Software Technology Parks of India (STPI) Director-General Arvind Kumar has urged India’s cable TV fraternity to take advantage of the government’s initiatives related to start-ups and go in for innovations to sustain their businesses and grow even as the pace of growth of the cabsat industry slows down with the arrival of new digital techs for video distribution.
Pointing out that STPI can be of assistance to the cable operators in helping them in innovating and creating new IPs, Kumar at the recently-concluded SatCab Symposium 2023 said, “The government has many schemes for promoting startups in this country. I have seen cable operators, especially as they are technicians too, are innovative and can do a lot.”
Delivering the valedictory address at the SatCab Symposium in New Delhi, Kumar, who also spent a few years at broadcast regulatory authority TRAI as an advisor, stressed, “Cable operators can do a lot of innovations and at STPI we welcome such initiatives.”
Software Technology Parks of India is an organization under the Ministry of Electronics and Information Technology engaged in promoting IT/ IT-enabled services, innovation, R&D, start-ups, products and IP creation.

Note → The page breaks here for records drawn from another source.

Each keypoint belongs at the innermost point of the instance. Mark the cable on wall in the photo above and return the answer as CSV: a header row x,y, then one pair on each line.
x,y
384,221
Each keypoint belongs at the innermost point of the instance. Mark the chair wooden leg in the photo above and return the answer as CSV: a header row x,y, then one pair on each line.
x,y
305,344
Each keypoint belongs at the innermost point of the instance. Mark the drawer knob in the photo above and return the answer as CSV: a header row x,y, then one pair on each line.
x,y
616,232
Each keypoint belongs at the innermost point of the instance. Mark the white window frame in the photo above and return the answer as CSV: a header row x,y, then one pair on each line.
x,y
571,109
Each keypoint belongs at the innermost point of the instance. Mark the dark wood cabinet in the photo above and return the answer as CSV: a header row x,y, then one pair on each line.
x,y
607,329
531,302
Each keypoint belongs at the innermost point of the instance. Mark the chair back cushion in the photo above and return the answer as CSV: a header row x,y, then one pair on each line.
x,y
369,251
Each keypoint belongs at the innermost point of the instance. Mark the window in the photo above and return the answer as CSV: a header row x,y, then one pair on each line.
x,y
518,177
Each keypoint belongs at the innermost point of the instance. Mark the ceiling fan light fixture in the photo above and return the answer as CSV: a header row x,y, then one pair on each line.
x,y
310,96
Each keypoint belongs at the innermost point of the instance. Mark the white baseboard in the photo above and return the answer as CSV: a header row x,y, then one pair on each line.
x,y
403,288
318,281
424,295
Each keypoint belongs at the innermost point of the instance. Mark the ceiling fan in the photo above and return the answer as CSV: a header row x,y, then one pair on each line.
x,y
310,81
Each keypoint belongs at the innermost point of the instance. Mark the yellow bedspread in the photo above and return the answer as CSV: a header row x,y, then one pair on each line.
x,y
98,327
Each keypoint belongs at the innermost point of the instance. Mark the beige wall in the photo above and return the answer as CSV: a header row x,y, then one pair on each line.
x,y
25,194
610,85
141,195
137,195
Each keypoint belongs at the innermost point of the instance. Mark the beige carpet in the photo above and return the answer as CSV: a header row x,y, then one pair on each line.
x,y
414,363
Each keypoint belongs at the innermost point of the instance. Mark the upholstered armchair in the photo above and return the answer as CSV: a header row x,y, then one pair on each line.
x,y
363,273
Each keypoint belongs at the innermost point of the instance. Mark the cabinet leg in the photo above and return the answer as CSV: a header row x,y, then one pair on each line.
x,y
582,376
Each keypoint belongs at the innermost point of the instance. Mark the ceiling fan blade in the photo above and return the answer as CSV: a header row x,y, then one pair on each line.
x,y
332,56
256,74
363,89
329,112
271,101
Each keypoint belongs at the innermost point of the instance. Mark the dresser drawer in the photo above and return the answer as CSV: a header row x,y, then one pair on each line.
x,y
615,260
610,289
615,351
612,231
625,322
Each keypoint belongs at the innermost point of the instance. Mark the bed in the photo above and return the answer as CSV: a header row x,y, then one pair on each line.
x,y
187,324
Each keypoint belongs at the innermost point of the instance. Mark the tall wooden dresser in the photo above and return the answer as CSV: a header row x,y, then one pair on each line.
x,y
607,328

Kumar’s invitation to the cable fraternity to innovate-for-survival resonates as the audience at this year’s SatCab Symposium in New Delhi, organized by the Aavishkar Media Group, was primarily made up of distributors of content, including senior representatives from MSO companies and independent LCOs.
This year’s conference, aptly themed ‘Is the Future of Indian Broadcasting Sector at Stake Now?’, saw a jam-packed hall of delegates and speakers listen and discuss the various issues impacting India’s media and entertainment (M&E) sector, which currently is going through recessionary pangs owing to several reasons.
Kumar, who had been part of the team at TRAI that conceptualised NTO 2.0, also lauded the cable operators for doing a good job. To back his statement, he cited the example of high standard maintenance of cable TV lines or optic fibres by the cable fraternity all these years even when some bigger organisations were not able to do so adequately despite receiving huge funding.
He said that cable operators were more than just business people or a business category as they are more connected to the people and consumers and know the ground realities better.